The underlying challenge is increasingly familiar to practitioners. Supply chains are now exposed to a constant stream of disruptions, geopolitical shifts, regulatory changes, demand volatility and supplier instability. Yet many organisations continue to rely on planning cycles that operate weekly or monthly. This structural lag creates a disconnect: by the time decisions are made, the operating environment has already shifted. As highlighted during the session, “decisions can’t wait” when risks and opportunities emerge in real time.
To address this, OM Partners advocates a shift towards event-driven planning. Rather than relying on fixed cycles, planning processes are triggered dynamically by specific events—such as a tariff update, a sudden demand spike or a logistics disruption. These triggers initiate immediate analysis, enabling organisations to respond in near real time rather than retroactively adjusting outdated plans.
Central to this approach is the concept of decision-centric planning. In contrast to traditional models, where plans are the primary output, this framework positions decisions as the core unit of value. Plans become fluid artefacts that continuously adapt to a sequence of decisions, each supported by data, analytics and AI-generated insights. A modular architecture, referred to as “bricks,” allows companies to configure and scale these decision workflows according to their operational needs.
Operationally, this results in what the company describes as an “always-on” planning environment. AI agents monitor a wide array of internal and external data sources, including government feeds and customs updates, to detect relevant events. Once identified, these events trigger automated processes: impact assessment, scenario modelling and optimisation. Planners are then presented with structured recommendations, including quantified trade-offs across cost, service and risk.
A practical example shared during the session illustrates the mechanics. In the case of a tariff change, the system automatically evaluates alternative production scenarios. One option might involve shifting production to a domestic facility, incurring a five percent increase in manufacturing cost but avoiding tariff exposure. Another scenario could maintain offshore production while absorbing additional duties. These options are generated, analysed and presented in near real time, enabling faster and more informed decision-making.
Importantly, the human role is not eliminated but redefined. Planners transition from manual plan builders to decision orchestrators. Their responsibilities shift towards validating AI outputs, stress-testing scenarios and aligning stakeholders across functions such as manufacturing, procurement and logistics. Tasks such as threshold monitoring, optimisation and decision logging are increasingly automated, creating a more structured and auditable planning process.
The impact of this shift is framed around three key dimensions. Speed is the most immediate benefit: organisations can respond to disruptions as they occur, rather than waiting for the next planning cycle. Decision quality also improves, as scenario-based analysis provides a clearer view of trade-offs and downstream implications. Finally, resilience is enhanced through better coordination and faster adaptation, enabling supply chains to absorb shocks without significant performance degradation.

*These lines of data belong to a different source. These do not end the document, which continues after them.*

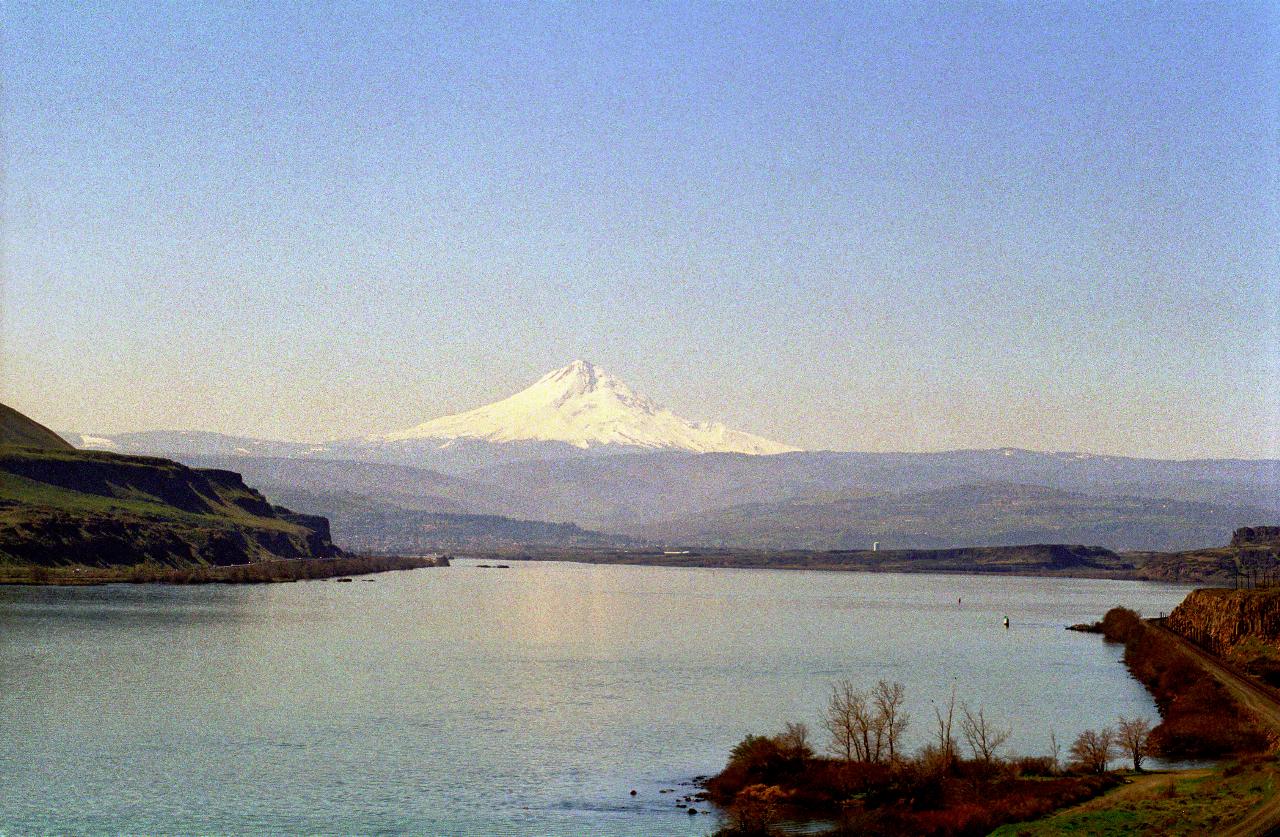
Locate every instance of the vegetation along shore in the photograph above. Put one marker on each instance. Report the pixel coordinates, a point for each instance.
(963, 781)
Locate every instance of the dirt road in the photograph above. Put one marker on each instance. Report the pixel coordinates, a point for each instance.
(1265, 703)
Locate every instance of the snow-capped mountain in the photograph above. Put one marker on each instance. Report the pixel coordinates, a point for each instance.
(584, 406)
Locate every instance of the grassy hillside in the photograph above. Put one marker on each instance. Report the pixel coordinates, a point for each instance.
(78, 507)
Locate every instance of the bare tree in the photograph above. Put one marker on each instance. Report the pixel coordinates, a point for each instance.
(1132, 735)
(892, 718)
(982, 736)
(844, 708)
(946, 741)
(1093, 749)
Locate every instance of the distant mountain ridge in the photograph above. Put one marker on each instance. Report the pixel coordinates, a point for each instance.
(584, 406)
(18, 430)
(580, 447)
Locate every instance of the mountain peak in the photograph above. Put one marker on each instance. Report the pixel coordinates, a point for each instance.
(585, 406)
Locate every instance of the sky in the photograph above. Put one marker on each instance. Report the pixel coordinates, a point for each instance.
(869, 227)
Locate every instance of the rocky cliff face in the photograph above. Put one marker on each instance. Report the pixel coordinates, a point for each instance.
(1256, 536)
(1221, 620)
(105, 510)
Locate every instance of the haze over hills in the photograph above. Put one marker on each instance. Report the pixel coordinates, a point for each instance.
(580, 447)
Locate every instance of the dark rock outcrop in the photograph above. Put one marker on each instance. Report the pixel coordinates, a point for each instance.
(1220, 620)
(1256, 536)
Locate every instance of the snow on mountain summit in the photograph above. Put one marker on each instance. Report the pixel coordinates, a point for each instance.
(585, 406)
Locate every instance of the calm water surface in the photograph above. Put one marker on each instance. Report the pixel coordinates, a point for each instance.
(499, 701)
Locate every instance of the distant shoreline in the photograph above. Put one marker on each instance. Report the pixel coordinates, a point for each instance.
(1032, 563)
(256, 572)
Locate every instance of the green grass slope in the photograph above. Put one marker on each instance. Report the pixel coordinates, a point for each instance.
(104, 510)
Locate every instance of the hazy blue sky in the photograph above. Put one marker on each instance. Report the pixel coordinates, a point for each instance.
(855, 227)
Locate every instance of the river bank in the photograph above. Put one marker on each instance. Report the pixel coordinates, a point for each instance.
(257, 572)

What stands out is the emphasis on integration. Rather than deploying isolated AI tools, the approach embeds intelligence across the entire planning lifecycle, from event detection and analysis to collaboration and execution. This creates a closed-loop system in which decisions are continuously informed by live data and historical context.
For an industry often characterised by incremental change, the move towards autonomous planning represents a significant leap. However, the direction of travel is increasingly clear. As volatility becomes a permanent feature of global supply chains, the ability to make rapid, data-driven decisions is no longer optional.